Read also – Ligue 1 TV rights: who is Orient Hontai Capital, this Chinese fund that controls Mediapro?

All these elements have been on the table for months, even years, but French football did not want to see them, blinded by the millions promised by Mediapro. He did not want to see that the promised 814 million euros per year seemed huge compared to the turnover of the Spanish (1.6 billion euros in 2017) and its gross operating surplus (187 million euros in 2017).
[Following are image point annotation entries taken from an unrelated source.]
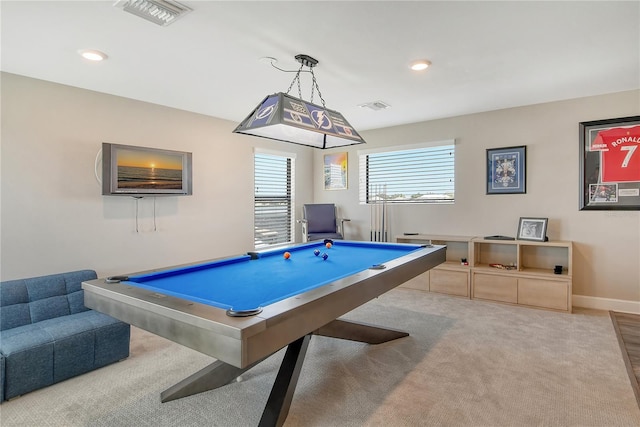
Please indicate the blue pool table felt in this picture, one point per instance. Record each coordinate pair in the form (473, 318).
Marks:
(243, 283)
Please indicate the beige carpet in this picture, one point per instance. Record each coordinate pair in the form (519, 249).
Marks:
(627, 328)
(466, 363)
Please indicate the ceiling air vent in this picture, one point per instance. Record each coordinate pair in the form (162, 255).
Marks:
(375, 105)
(161, 12)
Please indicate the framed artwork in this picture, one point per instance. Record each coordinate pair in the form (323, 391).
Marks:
(610, 164)
(506, 170)
(532, 229)
(335, 171)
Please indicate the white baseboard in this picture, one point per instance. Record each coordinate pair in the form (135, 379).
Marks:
(597, 303)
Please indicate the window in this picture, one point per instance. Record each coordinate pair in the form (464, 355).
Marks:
(423, 173)
(273, 198)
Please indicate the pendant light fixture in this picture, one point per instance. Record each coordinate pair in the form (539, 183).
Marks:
(283, 117)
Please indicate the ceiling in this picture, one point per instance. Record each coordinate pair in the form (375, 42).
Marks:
(485, 55)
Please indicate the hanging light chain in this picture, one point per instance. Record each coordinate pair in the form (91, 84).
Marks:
(314, 85)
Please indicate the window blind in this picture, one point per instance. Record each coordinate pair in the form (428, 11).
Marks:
(415, 175)
(273, 199)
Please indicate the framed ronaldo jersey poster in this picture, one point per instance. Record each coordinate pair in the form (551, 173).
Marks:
(610, 164)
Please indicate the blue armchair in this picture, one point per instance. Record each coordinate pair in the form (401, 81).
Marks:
(320, 221)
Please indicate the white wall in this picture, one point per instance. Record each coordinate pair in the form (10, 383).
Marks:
(54, 218)
(607, 243)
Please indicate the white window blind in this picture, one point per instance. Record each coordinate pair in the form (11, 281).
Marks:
(273, 199)
(420, 174)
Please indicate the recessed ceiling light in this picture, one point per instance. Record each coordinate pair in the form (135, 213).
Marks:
(420, 65)
(93, 55)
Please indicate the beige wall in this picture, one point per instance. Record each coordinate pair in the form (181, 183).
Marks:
(54, 218)
(607, 243)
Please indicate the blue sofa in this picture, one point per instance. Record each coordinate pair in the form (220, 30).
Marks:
(47, 335)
Nor did he bother to read the reviews of rating agencies, admittedly written in English and in tough financial jargon. He would then have seen that, when the LFP awarded him the rights in May 2018, the Spaniard was already heavily in debt and classified in the speculative category (junk bonds) : BB- at Fitch, and a notch below (B1) at Moody’s. The latter agency pointed to the absence of positive cash flow before 2016, and a mediocre gross operating margin before 2015. By way of comparison, the owner of Canal Plus Vivendi is classified in the investment category and rated five notches above at Moody’s (Baa2). That’s not all. Just before, in February 2018, Mediapro had landed the Italian Serie A for 1.05 billion euros per year, but had “planted” the Italians by never paying the money.

In addition, the number of subscribers targeted by Mediapro in France (3.5 million) seemed delusional. During the last season, Ligue 1 achieved on Canal Plus an audience of only 851,000 viewers on average, a figure in regular decline (it was twice as much for the 2008-09 season). Supposed to be the peak audience, the classico PSG vs OM in October 2019 only gathered 1.9 million viewers.
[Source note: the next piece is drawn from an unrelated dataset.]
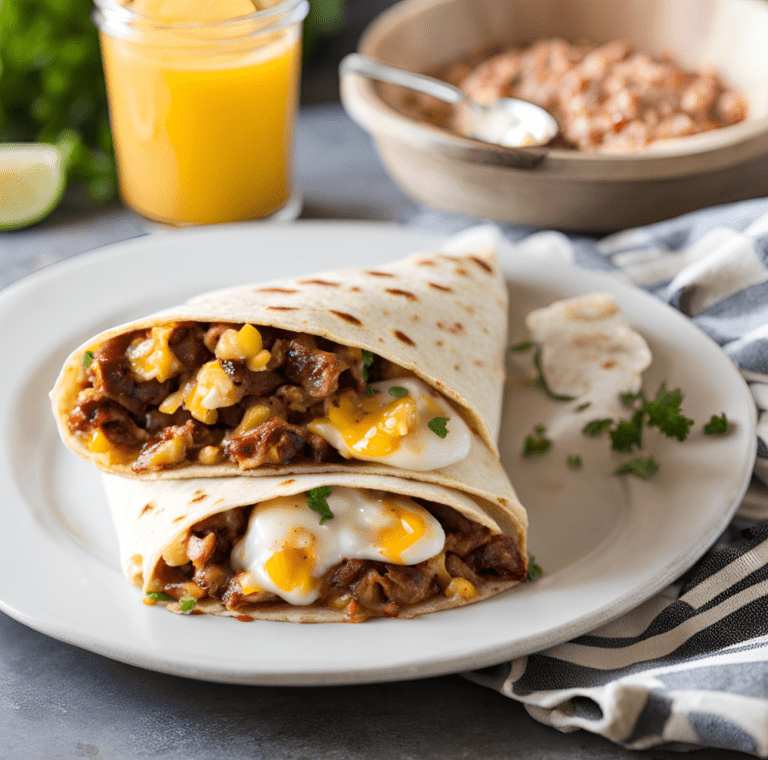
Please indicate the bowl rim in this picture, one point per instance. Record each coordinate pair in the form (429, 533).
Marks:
(721, 147)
Finally, Mediapro’s main activity remains the trading of sports rights, which it buys only to then resell them. Most of its profits (40% of gross operating surplus in 2018) come from its marketing activity outside Spain of rights to the Spanish championship. In France, he tried in 2019 to sell his best lot to Canal Plus at cost price, according to the world.

Read also: Mediapro demands a big check from telecom operators

In the absence of Mediapro, can the LFP turn to its main shareholder, the Chinese investment fund Orient Hontai Capital Investment Co Ltd? In 2018, the latter bought out 53.5% of Catalan for 552 million euros, through a holding company registered in Hong Kong and called Kunshan Technology Investment (HK) Ltd. Founded in 2014, Orient Hontai Capital is part of the Orient Security group, a major financial company listed in Shanghai and Hong Kong. In 2016, Orient Security’s main shareholders were Shenergy Group (30%, a conglomerate specializing in energy owned by the Shanghai government) and two companies registered in the British Virgin Islands: Hung Jia Finance Ltd (9.4%, owned by Chinese magnate Zhu Lijia) and Bocom International Global Investment Ltd (9.3%, a subsidiary of the public bank Bank of Communications Co. Ltd).

In short, Orient Hontai Capital is certainly solvent. But the LFP does not benefit from any joint surety on its part, according to the world. And anyway, foreign companies are still struggling to succeed in Chinese justice. Faced with this desperate situation, some football players would think of asking for help from Laurent Wauquiez, whose region is twinned with the city of Shanghai …

Contacted several times, Mediapro never responded.